El problema de una puerta no es el tamaño, sino la cantidad de gente que tiene que pasar por ella. Cuanto más grande, mejor, es obvio. Pero lo normal es hacerlas para pasar de uno en uno. Con las carreteras de Tenerife nos pasa lo mismo. Hace mucho tiempo que nos hemos convertido en una ciudad isla. O lo que es lo mismo, en una gran metrópoli que se extiende por todas las medianías y costas de la isla. Hemos creado la ficción administrativa de que vivimos en municipios distintos pero no hay más que echar una ojeada a vista de pájaro para ver el mar de casas que se extiende como un cinturón por toda nuestra geografía.

El parque móvil del millón de habitantes que tiene Tenerife se ha duplicado en pocos años hasta llegar a superar los 800 vehículos por cada mil habitantes. Nuestras carreteras están llenas de coches particulares y de alquiler y vehículos de transporte de mercancías. No tenemos otro sistema para comunicar el hormiguero. Cada día entran en Santa Cruz 117.000 vehículos que equivalen a unos 470 kilómetros de aparcamientos. Si se colocaran uno detrás de otro darían la vuelta sobradamente al perímetro de la isla. Y los puntos de máxima saturación de tráfico, en la TF-5 a la altura del Campus de Guajara y Padre Anchieta y en la TF-1 en Santa María del Mar (por citar sólo algunos) están entre los mayores del país.

Con estos mimbres aún hay gente que echa pestes y maldiciones cada vez que le toca una de esas interminables colas mañaneras de entrada al área metropolitana. Va siendo hora de que entiendan una cosa: no tiene remedio. No, desde luego, a corto plazo. No hay milagros. Como el gordo fondón que va al médico y le dicen que tiene que adelgazar treinta kilos, la cosa va de hacer sacrificios durante un largo periodo de tiempo.

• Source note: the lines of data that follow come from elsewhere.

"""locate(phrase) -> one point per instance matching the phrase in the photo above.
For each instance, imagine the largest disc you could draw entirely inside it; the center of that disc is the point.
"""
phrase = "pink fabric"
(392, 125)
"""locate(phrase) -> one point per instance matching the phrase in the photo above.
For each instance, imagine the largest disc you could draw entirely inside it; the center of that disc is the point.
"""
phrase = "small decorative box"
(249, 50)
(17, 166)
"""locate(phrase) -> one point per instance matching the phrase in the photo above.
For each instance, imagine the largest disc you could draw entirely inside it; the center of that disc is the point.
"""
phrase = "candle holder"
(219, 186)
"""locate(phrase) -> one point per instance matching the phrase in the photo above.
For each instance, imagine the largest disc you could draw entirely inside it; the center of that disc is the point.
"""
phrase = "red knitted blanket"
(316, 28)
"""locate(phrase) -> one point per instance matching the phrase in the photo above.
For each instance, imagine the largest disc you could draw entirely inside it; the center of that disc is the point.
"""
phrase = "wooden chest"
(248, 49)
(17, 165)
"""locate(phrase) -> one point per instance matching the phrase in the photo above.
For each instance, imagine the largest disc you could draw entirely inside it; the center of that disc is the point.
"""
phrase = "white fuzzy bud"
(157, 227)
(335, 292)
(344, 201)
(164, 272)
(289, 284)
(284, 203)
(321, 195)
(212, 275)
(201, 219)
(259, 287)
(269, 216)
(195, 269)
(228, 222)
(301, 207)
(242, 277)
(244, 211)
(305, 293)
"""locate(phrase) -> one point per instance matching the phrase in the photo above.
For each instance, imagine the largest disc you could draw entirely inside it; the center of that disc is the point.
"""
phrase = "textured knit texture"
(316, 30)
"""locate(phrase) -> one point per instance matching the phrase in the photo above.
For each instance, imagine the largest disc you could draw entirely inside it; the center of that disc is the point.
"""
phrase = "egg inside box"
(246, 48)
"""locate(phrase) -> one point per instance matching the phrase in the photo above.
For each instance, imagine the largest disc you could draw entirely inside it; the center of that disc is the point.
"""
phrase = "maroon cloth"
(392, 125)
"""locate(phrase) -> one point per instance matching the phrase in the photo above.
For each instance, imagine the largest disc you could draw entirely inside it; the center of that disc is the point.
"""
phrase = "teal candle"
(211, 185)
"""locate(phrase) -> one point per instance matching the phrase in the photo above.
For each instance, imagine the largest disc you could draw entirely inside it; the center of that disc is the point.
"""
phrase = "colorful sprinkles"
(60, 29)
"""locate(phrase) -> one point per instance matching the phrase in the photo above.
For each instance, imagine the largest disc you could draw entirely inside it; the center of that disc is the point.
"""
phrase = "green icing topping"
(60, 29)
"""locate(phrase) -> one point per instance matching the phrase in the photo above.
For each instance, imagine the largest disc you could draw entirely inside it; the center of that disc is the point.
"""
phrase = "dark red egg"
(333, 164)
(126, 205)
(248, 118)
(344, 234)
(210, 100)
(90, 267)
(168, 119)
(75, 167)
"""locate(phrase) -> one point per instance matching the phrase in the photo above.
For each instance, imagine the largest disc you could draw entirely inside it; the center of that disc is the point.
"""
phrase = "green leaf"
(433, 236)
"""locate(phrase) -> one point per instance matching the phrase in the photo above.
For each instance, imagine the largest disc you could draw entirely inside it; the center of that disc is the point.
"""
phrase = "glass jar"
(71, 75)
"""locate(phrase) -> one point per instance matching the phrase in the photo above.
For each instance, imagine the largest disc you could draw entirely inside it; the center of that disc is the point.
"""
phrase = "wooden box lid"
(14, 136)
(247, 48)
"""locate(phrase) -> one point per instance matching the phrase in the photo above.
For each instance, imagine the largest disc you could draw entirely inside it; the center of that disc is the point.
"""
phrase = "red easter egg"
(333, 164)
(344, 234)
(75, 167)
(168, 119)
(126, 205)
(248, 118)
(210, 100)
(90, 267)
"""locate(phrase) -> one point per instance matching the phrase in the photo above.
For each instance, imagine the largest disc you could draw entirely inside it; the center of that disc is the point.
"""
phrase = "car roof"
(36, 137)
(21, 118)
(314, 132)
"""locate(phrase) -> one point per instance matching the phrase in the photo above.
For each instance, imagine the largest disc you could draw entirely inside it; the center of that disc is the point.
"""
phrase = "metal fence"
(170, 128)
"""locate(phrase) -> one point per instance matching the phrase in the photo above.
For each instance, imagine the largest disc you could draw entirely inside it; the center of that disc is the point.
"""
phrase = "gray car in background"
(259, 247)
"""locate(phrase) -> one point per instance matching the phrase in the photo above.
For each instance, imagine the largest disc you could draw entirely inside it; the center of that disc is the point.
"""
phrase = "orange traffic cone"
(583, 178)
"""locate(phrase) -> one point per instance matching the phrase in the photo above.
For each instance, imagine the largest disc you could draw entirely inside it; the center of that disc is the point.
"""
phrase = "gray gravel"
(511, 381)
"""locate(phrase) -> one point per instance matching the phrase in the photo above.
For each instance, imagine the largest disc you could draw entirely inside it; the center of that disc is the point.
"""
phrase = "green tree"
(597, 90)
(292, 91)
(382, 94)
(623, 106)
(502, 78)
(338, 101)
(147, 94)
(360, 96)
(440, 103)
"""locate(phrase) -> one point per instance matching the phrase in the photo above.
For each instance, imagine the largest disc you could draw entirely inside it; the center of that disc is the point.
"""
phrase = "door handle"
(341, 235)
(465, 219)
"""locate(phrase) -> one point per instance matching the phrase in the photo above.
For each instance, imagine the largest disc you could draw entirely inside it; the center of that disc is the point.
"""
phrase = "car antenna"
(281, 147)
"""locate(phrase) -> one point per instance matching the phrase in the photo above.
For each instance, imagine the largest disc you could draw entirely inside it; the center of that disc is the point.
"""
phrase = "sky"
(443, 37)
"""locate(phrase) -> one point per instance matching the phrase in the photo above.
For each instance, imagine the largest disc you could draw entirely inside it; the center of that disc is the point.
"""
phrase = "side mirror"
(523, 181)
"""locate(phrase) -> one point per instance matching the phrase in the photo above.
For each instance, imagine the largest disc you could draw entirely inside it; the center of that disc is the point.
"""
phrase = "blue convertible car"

Es imposible que sigamos haciendo más y más carreteras. Hay que apostar por un transporte público seguro, eficiente y barato. Lo indignante es que nuestras islas hayan sido expulsadas de cualquier tipo de inversión en redes ferroviarias y no se haya contemplado ninguna alternativa al transporte por carretera.

Los canarios, en general, vivimos prisioneros del coche y no tenemos alternativas para movernos de un lugar a otro. La mala baba y las pestes que echamos cada vez que nos toca una interminable cola deberíamos canalizarla en una energía social inteligente que exija que de una puñetera vez que dejemos de ser ciudadanos de cuarta categoría en lo que se refiere a inversiones en redes de transporte guiado. La Península esta trufada de sistemas de comunicación redundantes e inversiones de miles de millones en conexiones ferroviarias. La ira que sentimos atrapados en los atascos es legítima, pero inútil hasta que lleguemos a entender que mientras en España tienen grandes autovías y redes de alta velocidad que han costado de momento unos cincuenta mil millones, aquí nos han dejado en manos del piche puro y duro. Allí tienen AVE y aquí tabobos. Es otra clase de pájaro.